1. Una espiritualidad sana
Los que se preocupan de la vida espiritual no son muchos; y, desgraciadamente, entre ésos no todos van por camino seguro.
¡Cuántos, durante decenas de años, hacen meditación y lectura sin sacar gran provecho! ¡Cuántos, más preocupados de seguir un método que al Espíritu Santo! ¡Cuántos quieren imitar literalmente tal o tal santo, rehacer sus prácticas, renovar sus oraciones! ¡Cuántos aspiran a estados extraordinarios, a lo maravilloso, a las gracias sensibles! ¡Cuántos olvidan que forman parte de una humanidad adolorida y se fabrican una religión egoísta que no se acuerda de sus hermanos! ¡Cuántos leen y releen los manuales, o buscan recetas, sin conocer el Evangelio, sin acordarse de San Pablo!.
Para otros, la vida espiritual se confunde con los ejercicios de piedad: lectura espiritual, oración, exámenes. La vida activa viene a ser un pegote que se le agrega, pero no una prolongación, ni una preparación de su vida interior. Las preocupaciones de su vida ordinaria, las dificultades que tienen que vencer, su deber de estado, son echados fuera de la oración: les parece indigno mezclar Dios a esas banalidades.

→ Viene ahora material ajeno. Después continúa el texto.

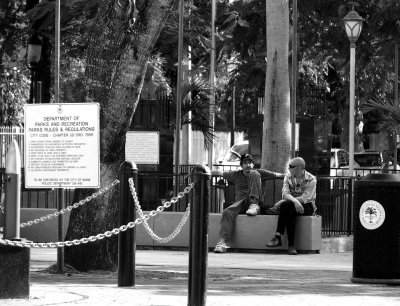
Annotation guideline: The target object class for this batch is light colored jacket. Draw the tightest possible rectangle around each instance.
[282,170,317,212]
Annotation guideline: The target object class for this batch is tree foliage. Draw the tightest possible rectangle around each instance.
[2,0,400,270]
[15,0,179,271]
[0,67,29,125]
[0,3,30,125]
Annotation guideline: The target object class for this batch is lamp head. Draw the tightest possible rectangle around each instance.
[342,9,364,44]
[26,34,43,69]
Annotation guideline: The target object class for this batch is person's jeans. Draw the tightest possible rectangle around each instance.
[248,170,263,201]
[276,200,314,246]
[219,170,263,242]
[219,197,248,242]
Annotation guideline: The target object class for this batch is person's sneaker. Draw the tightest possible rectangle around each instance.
[214,241,229,253]
[288,245,297,255]
[266,237,282,247]
[246,204,260,216]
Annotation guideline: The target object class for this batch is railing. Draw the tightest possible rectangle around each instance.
[179,164,241,174]
[0,168,75,209]
[1,167,357,237]
[132,172,353,237]
[315,176,353,236]
[209,175,354,237]
[0,126,24,168]
[237,82,333,120]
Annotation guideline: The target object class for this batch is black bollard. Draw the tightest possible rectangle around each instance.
[4,140,21,240]
[188,164,210,306]
[118,161,137,287]
[57,188,65,274]
[0,245,30,298]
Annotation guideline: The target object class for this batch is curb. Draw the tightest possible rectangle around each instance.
[321,235,353,253]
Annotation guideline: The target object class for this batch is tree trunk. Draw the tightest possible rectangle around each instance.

Así llegan a forjarse una vida espiritual complicada y artificial. En lugar de buscar a Dios en las circunstancias en que nos ha puesto, en las necesidades profundas de mi persona, en las circunstancias de mi ambiente temporal y local, preferimos actuar como hombres universales o abstractos. Dios y la vida real no aparecen jamás en el mismo campo de pensamiento y de amor. Pelean para mantener en sí una sentimentalidad afectiva de orientación divina, para mantener, con esfuerzo, la mirada fija en Dios, para sublimarse intensamente; o bien se contentan con las fórmulas azucaradas de libros llamados de piedad. Esto hace pensar en el pensamiento de Pascal: el hombre no es ni ángel ni bestia, pero el que quiere hacer el ángel, obra como bestia (fait la bête).
Cosa más grave: Sacerdotes, hombres de estudio, que trabajan materias sobrenaturales, predicadores que preparan su predicación de mañana… no tendrán siquiera la idea de introducir estas materias en su vida de oración.
Seglares que dirigen obras de acción se prohibirán pensar en estas materias durante su oración. Hombres que pasan su día sobre las miserias del prójimo, para socorrerla, apartarán el recuerdo de sus pobres mientras asisten a la misa. Apóstoles abrumados de responsabilidades con miras al Reino de Dios, considerarán casi una falta el verse acompañados por sus preocupaciones y sus inquietudes.
Como si toda nuestra vida no debiera ir orientada hacia Dios, como si pensar en todas las cosas por Dios, no fuera ya pensar en Dios; o como si pudiéramos liberarnos a nuestro arbitrio de las solicitudes que Dios mismo nos ha puesto. Es tan fácil, en cambio, tan indispensable, elevarse a Dios, perderse en Él, partiendo de nuestra miseria, de nuestros fracasos, de nuestros grandes deseos. ¿Por qué, pues, echarlos de nosotros, en lugar de servirnos de ellos como de un trampolín? Con sencillez, pues, arrojar el puente de la fe, de la esperanza, del amor, entre nuestra alma y Dios.